Menurut Arya, Presiden Prabowo selama ini telah memberikan dukungan terhadap sepak bola Indonesia, termasuk dalam proses naturalisasi pemain. Kini, dukungan tersebut juga dinilai perlu diwujudkan melalui pendanaan.
"Pak Prabowo jelas ya, kalau untuk hal lain naturalisasi dan sebagainya beliau sangat support. Dan sekarang beliau lihat butuh pendanaan, beliau juga support. Mudah-mudahan 2030 kita ke sana," ujarnya.
PSSI Siapkan Program Menuju Piala Dunia 2030
Arya menjelaskan PSSI telah menyiapkan sejumlah program untuk meningkatkan daya saing Timnas Indonesia menuju Piala Dunia 2030.
Salah satunya adalah meningkatkan kualitas kompetisi domestik agar para pemain mendapat lebih banyak pengalaman bertanding. Selain itu, keikutsertaan klub Indonesia di kompetisi Asia juga diharapkan berdampak positif terhadap kualitas pemain Timnas.
"Ini kan dengan tahapan yang kita buat untuk memperbaiki liga kita, pasti pemain-pemain banyak yang punya pengalaman bertanding.

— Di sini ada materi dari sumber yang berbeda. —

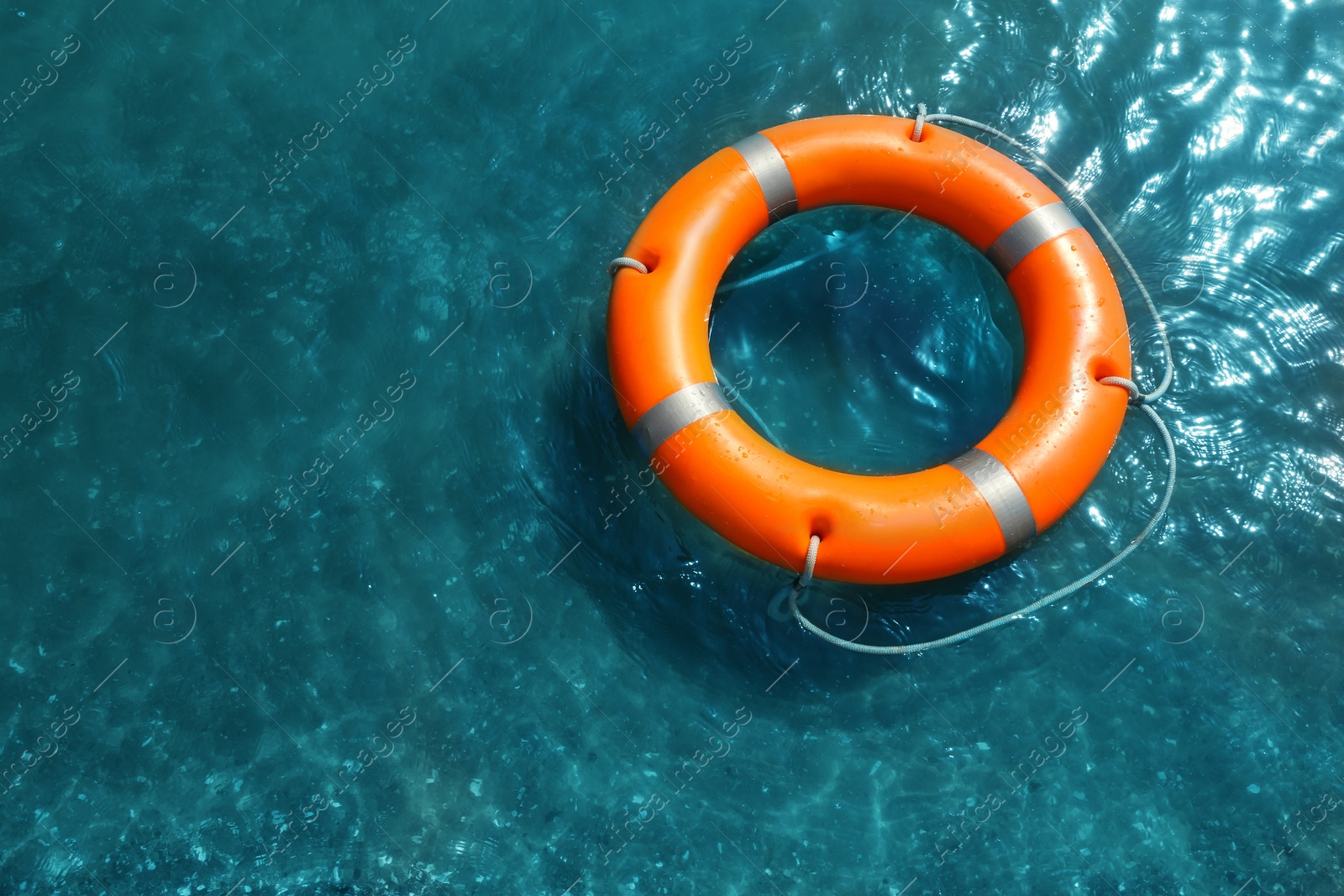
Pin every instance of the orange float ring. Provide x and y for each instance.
(874, 530)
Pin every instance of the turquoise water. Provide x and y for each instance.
(316, 578)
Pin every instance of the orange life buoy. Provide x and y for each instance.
(1021, 477)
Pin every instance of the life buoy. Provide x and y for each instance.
(1021, 477)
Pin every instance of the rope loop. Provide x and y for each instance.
(625, 261)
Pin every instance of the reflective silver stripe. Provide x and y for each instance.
(1032, 230)
(1001, 493)
(765, 161)
(678, 411)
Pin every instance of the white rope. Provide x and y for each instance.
(1148, 300)
(1137, 398)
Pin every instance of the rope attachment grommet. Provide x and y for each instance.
(808, 566)
(624, 261)
(1136, 396)
(918, 132)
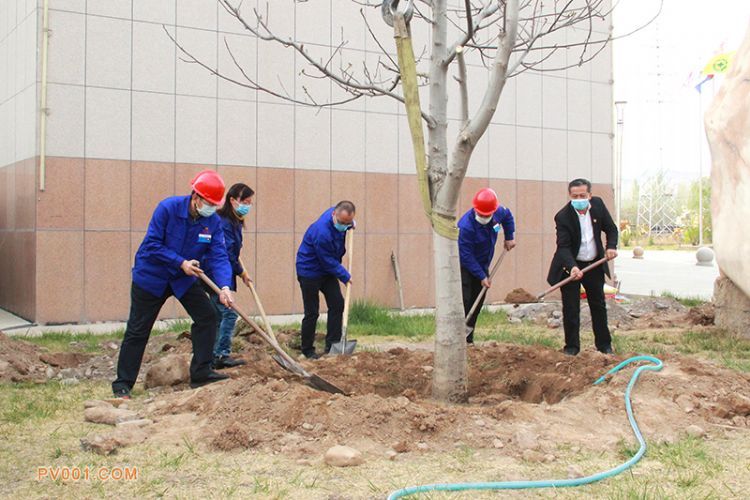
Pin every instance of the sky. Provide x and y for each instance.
(656, 70)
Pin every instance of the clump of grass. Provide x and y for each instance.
(366, 318)
(687, 301)
(27, 401)
(92, 342)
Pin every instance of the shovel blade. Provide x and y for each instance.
(322, 384)
(346, 347)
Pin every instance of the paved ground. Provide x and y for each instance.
(665, 270)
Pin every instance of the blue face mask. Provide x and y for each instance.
(207, 210)
(580, 204)
(341, 227)
(242, 210)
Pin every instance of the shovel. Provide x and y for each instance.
(483, 292)
(570, 278)
(289, 364)
(345, 347)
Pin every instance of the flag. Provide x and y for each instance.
(718, 64)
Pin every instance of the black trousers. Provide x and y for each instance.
(329, 286)
(593, 283)
(144, 309)
(471, 286)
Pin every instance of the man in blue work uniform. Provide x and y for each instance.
(477, 235)
(319, 269)
(183, 231)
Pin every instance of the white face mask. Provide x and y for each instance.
(482, 220)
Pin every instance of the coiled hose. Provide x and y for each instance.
(559, 483)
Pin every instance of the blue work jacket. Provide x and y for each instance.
(322, 249)
(233, 242)
(476, 242)
(173, 237)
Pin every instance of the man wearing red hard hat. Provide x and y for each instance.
(184, 231)
(477, 234)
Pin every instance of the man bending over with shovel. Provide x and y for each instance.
(579, 226)
(319, 269)
(477, 235)
(183, 231)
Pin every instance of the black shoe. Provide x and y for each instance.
(227, 362)
(122, 393)
(210, 379)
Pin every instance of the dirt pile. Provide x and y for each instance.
(548, 395)
(519, 296)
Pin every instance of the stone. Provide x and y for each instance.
(726, 130)
(554, 323)
(141, 422)
(171, 370)
(526, 439)
(704, 257)
(343, 456)
(100, 445)
(695, 431)
(685, 402)
(533, 456)
(108, 415)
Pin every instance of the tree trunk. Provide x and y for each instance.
(450, 379)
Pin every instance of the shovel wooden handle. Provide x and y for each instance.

Sekarang kita punya dua wakil di ACL, itu akan menambah pengalaman teman-teman klub sebagai sumber utama kita untuk Timnas," jelas Arya.
Di sisi lain, pembinaan usia muda juga terus diperkuat untuk memperluas pilihan pemain bagi Timnas Indonesia.
"Kita punya pembinaan U-19, U-17, itu mendorong penambahan pemain. Lalu pelatih kita mendorong Matthew Baker yang masih usia muda sudah masuk ke Timnas. Itu bagian dari menambah jumlah pemain," katanya.
Arya juga menyinggung pemanggilan hampir 50 pemain oleh pelatih Timnas Indonesia, John Herdman, sebagai bagian dari upaya memperluas basis pemain yang bisa dipilih. Selain itu, ia menilai penggunaan pemain diaspora atau naturalisasi juga telah menjadi tren di banyak negara peserta Piala Dunia.
"Hampir semua negara yang tampil di Piala Dunia banyak memakai naturalisasi. Mana negara yang tidak pakai diaspora?" ujarnya.
Arya berharap seluruh program yang dijalankan PSSI, ditambah dukungan pemerintah, dapat membawa Indonesia mewujudkan target tampil di Piala Dunia 2030.
"Ya wajar, semua negara juga pasti ingin ke sana. Kemarin kita sudah berjuang, capaian kita tertinggi sepanjang sejarah kita main bola. Artinya tahapan berikutnya mudah-mudahan bisa lebih dari yang lalu," kata Arya.